Walesby to Barnetby le Wold

Walked by Sally and Richard, Tuesday 21st October 2014.

About 16 miles (8 hours including stops), 15 miles progress on Viking Way.

Click here for all our photos of this walk.

The weather forecast implied that it would rain heavily in the night and then be very windy, with squally showers (the after effects of Hurricane Gonzalo apparently). It was raining heavily as we made our way from our room to the Gun Room for a (delicious) breakfast, so we weren't over optimistic. We put our waterproofs on as we left The Old Stables, and we needed the jackets as protection from the wind whilst the overtrousers were helpful in protecting us from damp undergrowth and in reducing the amount of mud that reached our ordinary trousers. However, it only actually rained once all day, and we had another glorious walk. We did however use three different maps today, including two sides of one of them, so the route in its entirety was rather difficult to visualise beforehand.

The Old Stables is on the route of the Viking Way and we soon turned off the road to the north, with good views back to the Ramblers' Church on the hill on the far side of Walesby. We soon started to climb up a lovely green hill which took us to Normanby le Wold; the village is high in the wolds, close to the edge of the scarp slope at Hillcrest, but we continued to climb past a radar station which is close to the trig point which marks 'Wolds Top' at 168 metres.

At Acre House we turned right, then we took a deligthtful path through a green valley, complete with grazing sheep.

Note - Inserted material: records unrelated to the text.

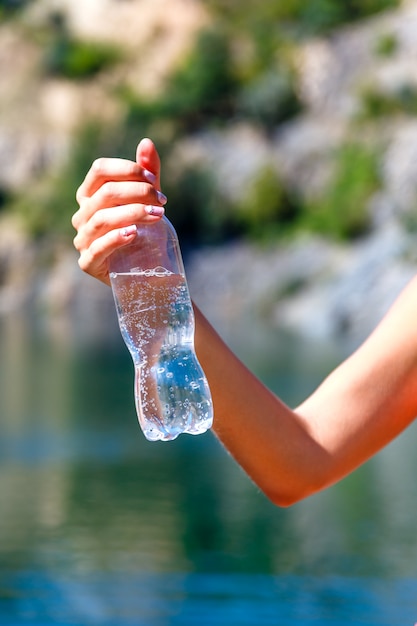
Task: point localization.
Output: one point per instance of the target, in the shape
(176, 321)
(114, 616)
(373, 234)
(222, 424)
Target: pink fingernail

The path led down to Nettleton Beck, with grazing cattle from time to time - and mud! It rained slightly, but it was still a lovely walk. We passed through a little wood, with the remains of chalk quarrying, then re-emerged into the open valley with more cows and mud. We reached Nettleton Grange, then Nettleton, then we cut across fields towards Caister.

The slippiest path of the whole day was the tarmacked but mossy ascent to the Caister by-pass; thankfully the descent on the opposite site of the road was not so steep. We cut through modern housing and found an excellent cafe for lunch in a converted church, now the Caister Arts and Heritage Centre. After lunch we looked around Caister (the official route of the Viking Way misses the Church and the view across the Ancholme Valley, which seems a shame) and stopped at the co-op for provisions for the rest of our holiday.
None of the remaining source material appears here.